While medals have largely been hard to come by for Team GB in winter sports, the skeleton has been a regular source of success every four years.
After bronze medals at Salt Lake City 2002 and Torino 2006, Britain's first gold medal finally came at the 2010 Games in Vancouver as Amy Williams topped the women's event.
And Lizzy Yarnold took over the mantle for the next two Olympics, winning back-to-back golds in Sochi and PyeongChang, while two more bronzes came at the Korea Games.
That pedigree meant there was expectation upon this year's crop of skeleton riders, but Matt Weston and Marcus Wyatt finished 15th and 16th in the men's event, while Laura Deas and Brogan Crawley are also out of contention.
The equipment used by the British riders has largely been blamed for the results.
"Something's not right," Weston told BBC Sport. "I think there are quite a few questions that need to be raised but equipment is definitely going to be one of them.
"We'll review everything from start to finish, how it went, the processes we went through to try to get here, but equipment is definitely going to be on the list of the stuff we review."
BBC commentator John Jackson also criticised the equipment, adding: "It's the whole package, the runners, the sled.

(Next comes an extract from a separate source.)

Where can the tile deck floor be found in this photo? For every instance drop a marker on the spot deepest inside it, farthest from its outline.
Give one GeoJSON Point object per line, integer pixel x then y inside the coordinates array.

"Whatever is happening with the equipment, when you look at Matt Weston's slide, you can compare it to the best sliders, but there's just no speed in this equipment.
"Whoever has made these decisions on the technical development side, they've gone the wrong way."
After receiving £6.4m in UK Sport funding over the last four-year cycle, Skeleton is one of the best-funded Winter Olympic sports in the country.
But results in other events have not been awe-inspiring, and this failure to win a medal on the biggest stage of all is likely to lead to fears of potential funding cuts.
Former gold medallist Williams, however, has implored the powers-that-be to go against making such a call as "money means medals".
"I think the main thing with the British skeleton programme is that we have a wave of young athletes coming through who just don't have the experience," she said in her role as a pundit for Eurosport.
"After every single four years people retire out or come in, and the wave of athletes now... their aim was always in their programme cycle to be medalling in four years' time – I'll put a big large bet on it that they will medal in four years.
"They will have learned massively from this, and you need to have that funding, the money to keep trickling on to bring in athletes from talent ID programmes and to continue that success.
"You have to have that money underneath the Olympic programme to continue [bringing through] that talent."